Close the Door on Elevator Repairs

This is a finished floor after the elevator is installed.

Finished floor.

Elevator doors open and close all the time. As a matter of fact, according to the Elevator History website, every three days, elevators worldwide carry the equivalent of the Earth’s total population. With a global population of 7.4 billion, that’s a lot of elevator trips! And that means there are lots of doors opening and closing.

Mechanically, elevator doors are very reliable, especially when you are considering the total use, but they can, and do, have failures. The good news is that not all problems with the doors means a catastrophic breakdown, and there are some very specific, easy and safe actions you can take if your elevator doors aren’t working as well as they could.

The simple maintenance tips below can help keep the elevator and its doors running smoothly without waiting for the elevator technician to show up. This is especially true if the problems include slow closing doors or doors that are staying open when they are supposed to close.

→ Clean the sill plate – The elevator door sill is the usually metallic plate that you step over every time you walk through the doors into the elevator car. What you may not have known is that this is not just a transitional piece of decoration. It is the actual track that the elevator doors slide back and forth on. A small plastic piece on the bottom of the door slides back and forth in the sill track, so a small rock or even heavy dirt build-up can cause the door to become jammed or slowed. The solution is a good cleaning. Use a soft brush or vacuum cleaner to make sure the track is debris free.

→ An obstruction is not the only thing to look for in the sill plate. Check for any sticky substances. Many times, because the sill goes unnoticed, building maintenance personnel don’t realize the groove in the sill plate is supposed to be clean. They see a brown goo in the track and think it has always been there or should be there. Especially in high traffic elevators such as hotels, we see tons of soda-pop spilled in the sill. This creates a sticky film that often gums up the works and can impede the door from opening and closing. This is a little harder to clean, but try some soapy water and a mild scouring pad.

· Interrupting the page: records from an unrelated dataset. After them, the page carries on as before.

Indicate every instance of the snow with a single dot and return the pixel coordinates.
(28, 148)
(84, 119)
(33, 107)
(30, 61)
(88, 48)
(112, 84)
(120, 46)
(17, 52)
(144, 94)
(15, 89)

→ In most elevators today, there are what looks like simple black plastic strips that are on the edge of the door and on the door jamb of the elevator car from the floor to the top of the door. These are more than just a single light beams like the old days. They generate an infrared light curtain that if interrupted by any object, tell the door to open. This is to prevent the door closing on people and reduce injuries. These infrared lights can be interrupted by dirt or wax build-up from the wrong type of cleaning fluid on the infrared sensors, paint or even something just hanging in the way and being blown into the light path. Give the black strips a good cleaning and make sure it is not blocked by anything. Be careful, though! Even heavy scratches can cause a false reading.

Of course, if you are not certain about what should be in the sill track or how to clean the components, call the elevator maintenance team you are contracted with and get a better explanation or schedule an appointment, but a good cleaning can go a long way in the operation of the doors. One thing for sure, we have seen all varieties of obstructions from pen caps and bottle caps to coins and pencils. All can stop the door from proper functioning.

Remember that if you add these cleaning tasks to the monthly building maintenance schedule, it should help keep the doors sliding like they should and close the door on some of the elevator repairs.